The candidates also tangled on foreign policy, with Pence saying Clinton was the “architect’’ of President Barack Obama’s failed policy in Syria and Russia, causing Kaine to interrupt to say Trump praised Russia President Vladimir Putin.
“I must have hit a nerve here,’’ Pence said.
Pence decried Russia’s heavy-handed approach in Ukraine and elsewhere in the world and sidestepped or denied Trump’s often favorable comments about Putin. Kaine returned to it at several points.
“He loves dictators,’’ Kaine said. “He’s got kind of a personal Mount Rushmore: Vladimir Putin, Kim Jong-un, Muammar Qaddafi and Saddam Hussein.”
Even with the vice-presidential nominees seated alone at a table with moderator Elaine Quijano of CBS News, the debate’s focus was on the historically unpopular candidates at the top of the tickets and the mistakes they’ve made. The candidate frequently interrupted each other and talked over Quijano. At points it sounded more like a cable television panel than a debate.

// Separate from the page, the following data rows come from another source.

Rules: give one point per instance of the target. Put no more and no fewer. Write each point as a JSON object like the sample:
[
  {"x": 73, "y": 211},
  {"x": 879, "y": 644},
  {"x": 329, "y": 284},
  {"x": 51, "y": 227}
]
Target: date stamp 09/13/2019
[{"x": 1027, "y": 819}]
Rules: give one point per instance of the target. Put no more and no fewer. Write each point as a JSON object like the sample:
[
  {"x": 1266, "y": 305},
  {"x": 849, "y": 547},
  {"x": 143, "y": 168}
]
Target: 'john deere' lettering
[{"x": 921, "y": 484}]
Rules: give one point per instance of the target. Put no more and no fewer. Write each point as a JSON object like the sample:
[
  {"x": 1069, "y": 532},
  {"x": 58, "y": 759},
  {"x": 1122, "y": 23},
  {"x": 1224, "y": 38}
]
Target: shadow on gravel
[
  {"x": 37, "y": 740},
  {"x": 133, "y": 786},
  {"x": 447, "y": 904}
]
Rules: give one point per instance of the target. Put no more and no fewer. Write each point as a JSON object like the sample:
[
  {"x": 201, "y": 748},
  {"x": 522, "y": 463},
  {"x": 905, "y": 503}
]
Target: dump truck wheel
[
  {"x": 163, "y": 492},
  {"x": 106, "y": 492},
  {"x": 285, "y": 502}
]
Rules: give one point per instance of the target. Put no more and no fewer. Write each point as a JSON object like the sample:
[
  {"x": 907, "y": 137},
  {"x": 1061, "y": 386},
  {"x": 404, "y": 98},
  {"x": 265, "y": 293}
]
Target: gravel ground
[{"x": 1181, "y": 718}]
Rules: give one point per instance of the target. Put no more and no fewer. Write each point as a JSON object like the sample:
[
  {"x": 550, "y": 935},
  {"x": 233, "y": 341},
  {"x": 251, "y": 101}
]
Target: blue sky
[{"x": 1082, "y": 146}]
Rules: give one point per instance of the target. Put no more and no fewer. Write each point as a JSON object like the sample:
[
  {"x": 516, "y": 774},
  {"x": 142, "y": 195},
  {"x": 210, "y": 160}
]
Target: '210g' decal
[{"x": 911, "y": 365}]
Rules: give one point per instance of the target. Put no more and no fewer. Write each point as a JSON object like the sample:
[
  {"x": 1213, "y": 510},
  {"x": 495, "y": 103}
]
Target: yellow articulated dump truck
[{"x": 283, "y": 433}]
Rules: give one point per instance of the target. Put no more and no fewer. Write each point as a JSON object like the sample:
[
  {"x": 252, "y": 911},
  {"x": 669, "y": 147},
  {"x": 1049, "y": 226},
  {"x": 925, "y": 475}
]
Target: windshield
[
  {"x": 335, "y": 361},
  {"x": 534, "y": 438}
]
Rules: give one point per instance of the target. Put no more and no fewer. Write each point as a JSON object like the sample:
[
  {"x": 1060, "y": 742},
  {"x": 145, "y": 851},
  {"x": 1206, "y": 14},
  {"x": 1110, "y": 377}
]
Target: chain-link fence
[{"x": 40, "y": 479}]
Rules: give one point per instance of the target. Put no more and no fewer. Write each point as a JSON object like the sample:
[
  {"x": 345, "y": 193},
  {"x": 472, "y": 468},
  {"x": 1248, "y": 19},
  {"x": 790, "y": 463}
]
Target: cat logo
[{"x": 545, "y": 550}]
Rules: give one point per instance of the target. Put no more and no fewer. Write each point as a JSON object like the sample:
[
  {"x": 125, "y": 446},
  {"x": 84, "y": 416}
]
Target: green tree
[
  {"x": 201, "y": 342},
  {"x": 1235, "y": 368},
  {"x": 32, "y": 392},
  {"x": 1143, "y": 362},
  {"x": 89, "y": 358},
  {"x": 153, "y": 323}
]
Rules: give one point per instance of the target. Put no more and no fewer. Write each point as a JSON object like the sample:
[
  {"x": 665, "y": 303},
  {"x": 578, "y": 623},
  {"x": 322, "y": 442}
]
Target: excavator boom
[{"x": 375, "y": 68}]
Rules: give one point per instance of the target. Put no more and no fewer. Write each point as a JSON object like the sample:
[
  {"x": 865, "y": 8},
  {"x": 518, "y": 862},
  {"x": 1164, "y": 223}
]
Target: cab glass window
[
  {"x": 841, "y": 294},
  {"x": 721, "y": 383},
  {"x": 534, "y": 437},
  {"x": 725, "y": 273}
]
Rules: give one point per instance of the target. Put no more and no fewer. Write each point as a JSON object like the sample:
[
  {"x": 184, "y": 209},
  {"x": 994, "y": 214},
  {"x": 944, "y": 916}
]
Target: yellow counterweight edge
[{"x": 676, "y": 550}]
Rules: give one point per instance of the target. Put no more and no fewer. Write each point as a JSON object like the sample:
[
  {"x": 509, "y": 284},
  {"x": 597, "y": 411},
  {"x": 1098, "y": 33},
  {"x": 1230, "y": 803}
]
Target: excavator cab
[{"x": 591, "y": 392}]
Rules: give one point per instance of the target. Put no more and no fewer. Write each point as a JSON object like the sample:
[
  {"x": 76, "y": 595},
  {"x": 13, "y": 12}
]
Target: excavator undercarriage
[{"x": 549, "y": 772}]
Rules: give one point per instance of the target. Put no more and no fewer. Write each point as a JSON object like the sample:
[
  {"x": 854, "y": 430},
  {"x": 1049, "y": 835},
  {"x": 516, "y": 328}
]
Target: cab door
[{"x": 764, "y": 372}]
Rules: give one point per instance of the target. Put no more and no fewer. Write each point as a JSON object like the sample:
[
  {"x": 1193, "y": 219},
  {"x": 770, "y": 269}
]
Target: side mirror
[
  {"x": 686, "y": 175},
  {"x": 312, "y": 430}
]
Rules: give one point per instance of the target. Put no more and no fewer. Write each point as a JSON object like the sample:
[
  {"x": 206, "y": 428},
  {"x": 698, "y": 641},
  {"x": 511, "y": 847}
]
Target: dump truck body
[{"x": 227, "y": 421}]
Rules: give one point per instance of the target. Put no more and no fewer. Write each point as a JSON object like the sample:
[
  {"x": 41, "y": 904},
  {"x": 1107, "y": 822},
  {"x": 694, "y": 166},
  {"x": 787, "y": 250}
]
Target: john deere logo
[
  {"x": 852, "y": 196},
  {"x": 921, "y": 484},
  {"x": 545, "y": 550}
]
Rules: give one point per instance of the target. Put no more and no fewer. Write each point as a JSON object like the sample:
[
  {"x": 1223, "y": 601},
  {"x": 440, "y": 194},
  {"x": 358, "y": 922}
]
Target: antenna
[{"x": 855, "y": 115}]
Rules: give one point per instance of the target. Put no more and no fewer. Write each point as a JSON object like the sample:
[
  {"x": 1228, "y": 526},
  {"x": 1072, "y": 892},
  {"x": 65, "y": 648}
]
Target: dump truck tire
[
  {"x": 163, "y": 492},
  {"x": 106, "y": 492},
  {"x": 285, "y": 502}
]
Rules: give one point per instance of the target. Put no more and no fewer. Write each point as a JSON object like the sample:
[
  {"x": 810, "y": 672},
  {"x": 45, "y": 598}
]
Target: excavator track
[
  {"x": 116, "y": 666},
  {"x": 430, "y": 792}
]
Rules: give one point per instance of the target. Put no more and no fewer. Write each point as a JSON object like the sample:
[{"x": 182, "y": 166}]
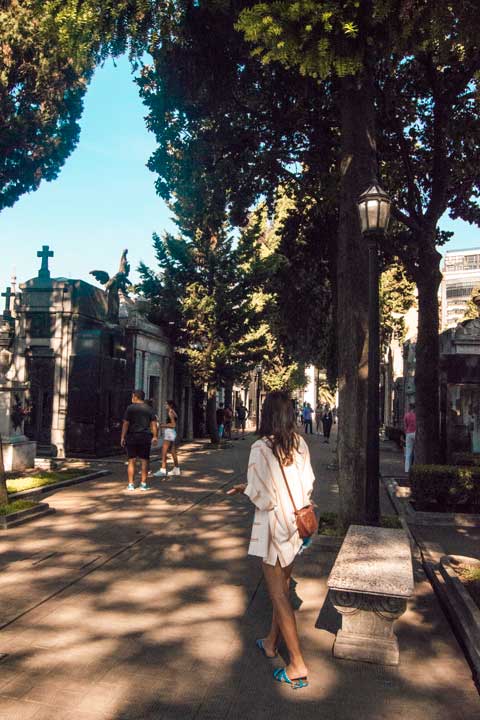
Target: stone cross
[
  {"x": 8, "y": 296},
  {"x": 44, "y": 253}
]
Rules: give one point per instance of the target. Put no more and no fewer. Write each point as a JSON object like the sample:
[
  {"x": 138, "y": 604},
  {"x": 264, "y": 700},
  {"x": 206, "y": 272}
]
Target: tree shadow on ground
[{"x": 167, "y": 629}]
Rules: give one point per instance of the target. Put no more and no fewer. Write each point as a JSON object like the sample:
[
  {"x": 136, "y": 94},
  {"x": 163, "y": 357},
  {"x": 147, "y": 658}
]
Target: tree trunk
[
  {"x": 3, "y": 479},
  {"x": 358, "y": 168},
  {"x": 427, "y": 354},
  {"x": 212, "y": 428}
]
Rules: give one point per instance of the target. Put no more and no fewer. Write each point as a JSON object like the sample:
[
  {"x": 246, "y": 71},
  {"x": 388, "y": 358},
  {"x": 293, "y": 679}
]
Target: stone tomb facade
[
  {"x": 80, "y": 366},
  {"x": 460, "y": 388}
]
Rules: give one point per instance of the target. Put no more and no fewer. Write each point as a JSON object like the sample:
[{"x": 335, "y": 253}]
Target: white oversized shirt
[{"x": 274, "y": 531}]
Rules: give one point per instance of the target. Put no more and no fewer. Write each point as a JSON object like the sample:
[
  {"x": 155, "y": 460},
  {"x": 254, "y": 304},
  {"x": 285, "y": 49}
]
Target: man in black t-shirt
[{"x": 139, "y": 431}]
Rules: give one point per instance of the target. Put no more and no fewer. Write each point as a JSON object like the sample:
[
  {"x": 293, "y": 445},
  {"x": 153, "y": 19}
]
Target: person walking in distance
[
  {"x": 327, "y": 422},
  {"x": 307, "y": 418},
  {"x": 169, "y": 440},
  {"x": 221, "y": 420},
  {"x": 318, "y": 416},
  {"x": 410, "y": 427},
  {"x": 242, "y": 414},
  {"x": 139, "y": 432},
  {"x": 228, "y": 422},
  {"x": 280, "y": 478}
]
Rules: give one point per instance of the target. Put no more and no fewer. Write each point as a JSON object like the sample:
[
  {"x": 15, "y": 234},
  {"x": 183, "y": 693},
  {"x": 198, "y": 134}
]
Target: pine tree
[{"x": 204, "y": 287}]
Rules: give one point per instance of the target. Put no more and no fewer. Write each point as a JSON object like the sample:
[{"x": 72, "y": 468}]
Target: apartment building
[{"x": 461, "y": 273}]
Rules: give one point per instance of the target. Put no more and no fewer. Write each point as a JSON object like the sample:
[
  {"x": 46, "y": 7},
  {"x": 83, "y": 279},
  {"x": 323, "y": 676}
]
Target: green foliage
[
  {"x": 205, "y": 289},
  {"x": 447, "y": 485},
  {"x": 231, "y": 131},
  {"x": 397, "y": 296},
  {"x": 466, "y": 459},
  {"x": 316, "y": 37},
  {"x": 16, "y": 506},
  {"x": 472, "y": 311},
  {"x": 40, "y": 478}
]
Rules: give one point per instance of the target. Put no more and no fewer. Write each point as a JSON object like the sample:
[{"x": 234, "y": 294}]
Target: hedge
[
  {"x": 446, "y": 485},
  {"x": 466, "y": 459}
]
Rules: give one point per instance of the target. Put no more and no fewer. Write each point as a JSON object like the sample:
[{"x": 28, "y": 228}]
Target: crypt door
[{"x": 40, "y": 373}]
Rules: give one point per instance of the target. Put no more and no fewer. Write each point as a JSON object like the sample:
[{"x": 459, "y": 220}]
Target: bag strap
[{"x": 288, "y": 487}]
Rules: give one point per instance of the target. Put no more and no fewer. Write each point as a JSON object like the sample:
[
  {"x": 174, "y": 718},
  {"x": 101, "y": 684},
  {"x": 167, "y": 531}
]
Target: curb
[
  {"x": 328, "y": 542},
  {"x": 459, "y": 608},
  {"x": 36, "y": 492},
  {"x": 418, "y": 517},
  {"x": 24, "y": 516},
  {"x": 463, "y": 613}
]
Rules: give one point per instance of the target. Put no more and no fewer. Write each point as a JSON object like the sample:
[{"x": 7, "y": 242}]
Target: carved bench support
[
  {"x": 370, "y": 584},
  {"x": 367, "y": 627}
]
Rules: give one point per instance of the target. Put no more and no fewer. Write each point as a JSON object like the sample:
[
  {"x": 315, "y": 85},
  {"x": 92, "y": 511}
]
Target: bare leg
[
  {"x": 271, "y": 642},
  {"x": 131, "y": 471},
  {"x": 174, "y": 454},
  {"x": 165, "y": 453},
  {"x": 145, "y": 467},
  {"x": 275, "y": 579}
]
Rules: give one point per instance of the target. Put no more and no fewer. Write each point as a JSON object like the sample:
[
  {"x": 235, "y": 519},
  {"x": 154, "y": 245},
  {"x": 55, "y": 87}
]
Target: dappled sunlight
[{"x": 163, "y": 622}]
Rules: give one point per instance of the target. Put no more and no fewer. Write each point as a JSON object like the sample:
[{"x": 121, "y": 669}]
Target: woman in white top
[
  {"x": 169, "y": 440},
  {"x": 275, "y": 535}
]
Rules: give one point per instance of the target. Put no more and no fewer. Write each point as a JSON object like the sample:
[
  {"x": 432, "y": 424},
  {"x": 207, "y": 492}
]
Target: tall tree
[
  {"x": 204, "y": 287},
  {"x": 434, "y": 44}
]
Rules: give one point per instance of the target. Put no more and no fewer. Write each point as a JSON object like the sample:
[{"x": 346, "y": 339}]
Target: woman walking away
[
  {"x": 318, "y": 416},
  {"x": 327, "y": 422},
  {"x": 169, "y": 439},
  {"x": 279, "y": 476}
]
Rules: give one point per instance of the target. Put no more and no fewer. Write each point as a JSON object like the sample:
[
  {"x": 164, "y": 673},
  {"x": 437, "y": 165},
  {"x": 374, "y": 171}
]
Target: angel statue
[{"x": 114, "y": 285}]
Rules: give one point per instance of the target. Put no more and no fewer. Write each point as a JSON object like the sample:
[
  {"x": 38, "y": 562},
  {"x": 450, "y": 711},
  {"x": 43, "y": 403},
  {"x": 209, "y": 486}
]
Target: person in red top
[{"x": 410, "y": 427}]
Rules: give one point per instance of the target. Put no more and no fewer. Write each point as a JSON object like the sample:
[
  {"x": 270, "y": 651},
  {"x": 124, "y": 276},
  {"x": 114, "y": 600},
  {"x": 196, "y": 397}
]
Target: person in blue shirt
[{"x": 307, "y": 418}]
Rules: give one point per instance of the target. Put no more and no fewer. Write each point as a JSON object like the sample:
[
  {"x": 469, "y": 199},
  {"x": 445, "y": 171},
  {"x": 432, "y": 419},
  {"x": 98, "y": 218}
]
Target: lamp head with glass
[{"x": 374, "y": 209}]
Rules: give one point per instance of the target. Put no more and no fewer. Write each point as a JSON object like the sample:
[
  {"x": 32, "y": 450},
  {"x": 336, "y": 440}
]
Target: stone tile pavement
[{"x": 165, "y": 629}]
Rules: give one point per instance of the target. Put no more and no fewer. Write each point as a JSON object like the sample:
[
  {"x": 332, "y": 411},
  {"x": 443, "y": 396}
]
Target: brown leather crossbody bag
[{"x": 307, "y": 523}]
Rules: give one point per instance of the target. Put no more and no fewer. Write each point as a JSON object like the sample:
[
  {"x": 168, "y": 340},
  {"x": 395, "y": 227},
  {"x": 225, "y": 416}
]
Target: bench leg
[{"x": 367, "y": 627}]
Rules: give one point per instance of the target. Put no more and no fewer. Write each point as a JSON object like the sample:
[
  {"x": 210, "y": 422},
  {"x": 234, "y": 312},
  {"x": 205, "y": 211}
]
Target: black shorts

“I can’t imagine how Governor Pence can defend the insult-driven, selfish, me-first style of Donald Trump," Kaine said at one point.
“He says ours is an insult driven campaign,” Pence retorted. “To be honest with you, if Donald Trump had said all the things that you said he said in the way you said he said them, he still wouldn’t have a fraction of the insults that Hillary Clinton leveled when she said that half of our supporters were a basket of deplorables. She said they were irredeemable, they were not America. It’s extraordinary.”
Clinton watched the debate from her home in Chappaqua, New York. Trump was watching from the Trump Hotel in Las Vegas and used Twitter to comment on the event as it occurred. Even there, the tweets stayed in relatively safe territory, mostly just praising Pence’s performance. ".@mike_pence is doing a great job - so far, no contest!" Trump tweeted early on in the debate.
The candidates disagreed about the state of the economy, with Kaine defending the progress under the Obama administration and Pence focusing on slow growth and saying Clinton’s plans for additional spending and taxation would make matters worse.
“Fifteen million new jobs?’’ Kaine asked, adding that the poverty level and median income improved “dramatically’’ between 2014 and 2015.
“Honestly, Senator, you can roll out the numbers and the sunny side, but I got to tell you, people in Scranton know different,’’ Pence said, referring to the city in the battleground state of Pennsylvania. “People in Fort Wayne, Indiana, know different. I mean, this economy is struggling. The answer to this economy is not more taxes.’’
Pence evoked one of Republican President Ronald Reagan’s famous debate lines when Kaine promised to protect Social Security and said when Pence was in Congress, he was “the chief cheerleader for the privatization’’ of the federal program.
“There they go again,’’ Pence said. “All Donald Trump and I have said about Social Security is we’re going to meet our obligations to our seniors. That’s it.’’
Kaine made a personal distinction near the end of the debate between his Catholic faith, which opposes abortion, and public policy supporting the Roe V. Wade Supreme Court decision legalizing it. Pence defended his stanch anti-abortion stance and condemned support even for what he called partial-birth abortion.
"Why don’t you trust women?’’ Kaine asked. “Why doesn’t Donald Trump trust women to make this choice for themselves?"
As one of the most intense and polarized campaigns in modern American history enters its final five weeks, Pence and Kaine will both campaign Wednesday in Pennsylvania, a state critical to Trump’s path to the White House.